Et si les événements d'entreprise rimaient désormais avec éco-responsabilité? C'est la question qu'on est en droit de se poser, tant le marché de l'événementiel emploie les grands moyens pour booster les initiatives en matière de séminaires et d'incentives écolo. En témoigne le lancement, en avril 2011, de la version flambant neuve du site Eco-evenements.org, fruit du travail mené depuis près de cinq ans par tous les acteurs du secteur (l'Anaé, l'Association des agences de communication événementielle, sans oublier France Congrès, Synpase, Traiteurs de France... ), dans le cadre du collectif Eco-événement créé en 2006. Véritable condensé de toute l'actualité du marché de l'événementiel en matière de développement durable, cette plateforme propose un panel d'outils pour aider la mise en oeuvre d'événements éco-conçus: éco-guides par fiche métier, agenda des manifestations écoresponsables, glossaire pratique, etc. « Autant d'outils qui permettent aux acheteurs de d é terminer des critères pertinents d'évaluation des offres et ce, en établissant une grille d'analyse adaptée du cahier des charges propre à un bon ajustement du besoin et une identification des ajouts de valeur dans les prestations éco-responsables, explique Sylvie Deschatres, consultante en achats de prestations intellectuelles. La connaissance de tels outils, généralement présentés par rubrique, renforce, face aux directions du marketing et de la communication, la légitimité de l'acheteur », complète cette dernière, qui souligne qu'il est désormais de la responsabilité d'un organisateur d'événements (prescripteur et acheteur) de sensibiliser les participants, fournisseurs, sous-traitants des rangs 1, 2, 3 ... à leurs propres préoccupations de durabilité.

Stéphane Lecca, Publicis Event

« Certaines agences justifient le caractère éco-responsable de leur manifestation par l'ajout de quelques touches écolo. Mais cela nécessite la mise en place d'un plan d'action très structuré.»

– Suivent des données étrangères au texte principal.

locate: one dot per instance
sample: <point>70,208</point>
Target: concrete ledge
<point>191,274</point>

Diffuser les valeurs du développement durable

On l'aura compris, cette plateforme unique en son genre atteste largement du caractère stratégique du développement durable pour la filière événementielle. « Loin de dater d'hier, notre engagement en la matière continue à porter ses fruits », se réjouit Sandrine Christon, déléguée générale de l'Anaé, en rappelant que l'événementiel se prête d'autant plus au déploiement de manifestations «vertes» qu'il constitue, par là même, un formidable levier de diffusion en interne comme en externe des valeurs propres au développement durable. Et toutes les occasions semblent désormais se prêter à la mise en place d'opérations événementielles éco-conçues: des conventions fournisseurs aux lancements de produits en grande pompe, sans oublier les séminaires de motivation des équipes. Du moins, à en croire nombre d'agences du secteur, qui constatent toutes une hausse notable de ce type de manifestations. « En effet, une vraie prise de conscience s'opère depuis les dernières années parmi les entreprises, toujours plus nombreuses à solliciter notre offre d'éco-conception», indique Dan-Antoine Blanc-Shapira, fondateur de l'agence Sensation, une des premières agences labellisées Prestadd privilégiant une démarche éco-respectueuse pour tous ses clients, y compris ceux n'en ayant pas fait la demande explicite. « Cette démarche passe par une mise à plat de l'ensemble des postes et process dont le recours à du papier recyclé ou certifié FSC ou PEFC, la dématérialisation, le choix d'imprimeurs labellisés Imprim'vert, l'usage d'ampoules basse consommation, etc., tout en tant transparent pour le client et en ne nuisant en aucune façon à la créativité des concepts ou au budget de l'événement», détaille ce dernier.

Sandrine Christon, Anaé

«Organiser une manifestation «verte» constitue un formidable levier de diffusion de valeurs propres au développement durable. »

Gare au «greenwashing»!

Toutefois, nombre d'agences refusent de considérer le développement durable comme un critère discriminant lors des consultations. A l'instar de Publicis Events qui est loin de ressentir la même «fièvre» verte. «L'éco-conception ne suffit pas à remporter un appel d'offres, loin s'en faut», estime Stéphane Lecca, directeur général de l'agence. Avant d'ajouter: «Malgré l'investissement sincère de certaines d'agences pour favoriser l'éco-conception de leurs événements, force est de constater que le résultat final s'apparente bien souvent plus à du greenwashing qu'à une démarche globale et approfondie de développement durable. » Et c'est bien là que le bât blesse: la difficulté de distinguer les véritables événements durables de ceux qui n'en portent que le nom. «Certaines agences justifient le caractère éco-responsable de leur manifestation par l'ajout çà et là de quelques touches écolo comme l'achat de vin bio ou la dématérialisation des cartons d'invitation, regrette le patron de l'agence Publicis Events. Pourtant, un tel événement nécessite en amont la mise en place d'un plan d'action bien plus structuré. » Et qui suppose notamment l'étude de tous les paramètres nécessaires au montage d'une telle opération, de l'affichage, à la consommation énergétique sans oublier la gestion des déchets. Un parcours du combattant qui peut vite tourner au casse-tête. Aussi, pour optimiser cette tâche, le site Eco-evenements.org met gratuitement à disposition des clients comme des fournisseurs des outils d'autodiagnostic environnemental. De quoi aider, peut-être, à refonder le métier de A à Z, bien au-delà du simple bilan carbone ou des démarches de compensation des émissions de CO2.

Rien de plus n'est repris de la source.